For the PT_DYNAMIC Program header:

  • p_vaddr must hold the offset of our Dyn array in the file
  • p_filesz must not be null

For the PT_LOAD Program header:

  • p_flags is required
  • p_offset and p_vaddr must aligned on p_align
  • p_align must be 0 or a power of 2

And finally for our Dynamic section, only DT_INIT has a meaningful d_val.

So my plan is to put the Phdr at offset 24, inside the Ehdr, and the Dynamic section inside the Phdr. Then we put the Dynamic section in the PT_LOAD Phdr and truncate its last '\0' bytes. One source file is worth a thousand word so here is the source file with the aliasing explained in the comments.

ehdr:
.byte 0x7f, 0x45, 0x4c, 0x46 // ei_mag
.byte 0x02 // EI_CLASS
.byte 0x01 // EI_DATA
.byte 0x01 // EI_VERSION
.byte 0x00 // EI_OSABI
.byte 0x00 // EI_ABIVERSION
.byte 0x00, 0x00, 0x00, 0x00, 0x00, 0x00, 0x00 // EI_NIDENT
.byte 0x03, 0x00 // e_type
.byte 0x3e, 0x00 // e_machine
.byte 0x01, 0x00 // e_version
.byte 0x00, 0x00 // e_version
phdr:
phdr_dyn:
.long 0x02 // p_type = PT_DYNAMIC // e_entry ignored
.long 0x00 // p_offset = 0 // e_entry ignored

.quad phdr - ehdr // p_vaddr = ignored // e_phoff = phdr

.quad dyn - ehdr // p_vaddr = dyn // e_shoff = ignored

next:
// p_paddr = ignored // e_flags = ignored
pop    %rsi
syscall
nop
.byte 0x00, 0x00 // p_paddr = ignored // e_ehsize = ignored

.byte 0x38, 0x00 // p_paddr = ignored // e_phentsize = 0x38
.byte 0x02, 0x00  // p_filesz = ingored* // e_phnum = 2
/*
 * This code aliases over:
 *  - e_shentsize, e_shnum, e_shstrndx
 *  - p_memsz, p_flags, p_align
 * and jumps back to next when we have no more space in the Phdr.
 * We are glad to have so much contiguous space for the big movabs insn
 */
code:
pushq  $0x3b
pop    %rax
movabs $0x68732f6e69622f,%rbx
cltd
push   %rbx
push   %rsp
pop    %rdi
push   %rdx
push   %rdi
push   %rsp
jmp next
phdr_load:
.long 0x01 // p_type = PT_LOAD
.long 0x07 // p_flags = anything | 0x7
dyn:
dyn_strtab:
.quad 0x05 // p_offset = ignored // d_tag = DT_STRTAB
.quad 0x05 // p_vaddr = p_offset // d_val = ignored
dyn_init:
.quad 0x0c // p_paddr = ignored // d_tag = DT_INIT
.quad code - ehdr // p_filesz = ignored // d_val = code
dyn_symtab:
.quad 0x06 // p_memsz = ignored // d_tag = DT_SYMTAB
.quad 0x00 // p_align // d_val = ignored

(And here is an interactive visualisation of the binary)

Testing it:

$ make elf.o
cc    -c -o elf.o elf.S
$ objcopy -O binary elf.o elf.so
$ stat -c "%s" elf.so
136
$ LD_PRELOAD=./elf.so ls
sh-5.0$

And now on the site:

:)

The end ?

We went from a 15408 byte binary to a 136 byte one.
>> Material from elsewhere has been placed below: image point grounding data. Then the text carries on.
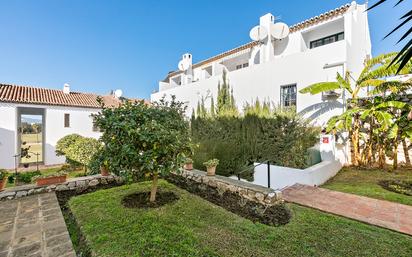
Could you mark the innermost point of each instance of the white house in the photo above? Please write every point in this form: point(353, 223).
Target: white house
point(277, 64)
point(61, 112)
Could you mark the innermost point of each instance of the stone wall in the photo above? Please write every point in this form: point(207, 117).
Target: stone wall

That’s over 100 times smaller.

Is 136 bytes the smallest .so possible for this challenge ?

While we need at least 2 Phdr and 1 Ehdr in the file (sadly we can’t trim their trailing \0) so the minimum size would be min(sizeof(Elf64_Ehdr), 2 * sizeof(Elf64_Phdr)), which is 112 bytes.
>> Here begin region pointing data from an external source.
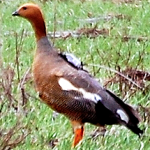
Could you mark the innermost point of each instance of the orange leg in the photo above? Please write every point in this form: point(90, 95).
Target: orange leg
point(78, 131)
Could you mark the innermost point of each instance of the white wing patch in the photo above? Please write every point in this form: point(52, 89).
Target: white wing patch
point(67, 86)
point(123, 115)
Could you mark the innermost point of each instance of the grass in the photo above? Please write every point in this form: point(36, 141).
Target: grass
point(32, 125)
However, we have to alias Phrds inside Ehdr so their fields are compatible. The issue is that the 24 first bytes of Ehdr can’t be changed. It leaves us with a size of 24 + 2 * sizeof(Elf64_Phdr) = 136.

One can argue that we can move the PT_LOAD Phdr in first so we use e_version for p_type and so on, but while it makes a valid elf 4 byte smaller, it won’t load because e_phoff aliases with p_offset of the PT_LOAD Phdr, thus ld.so fails on mmap. So this is where the record stands today.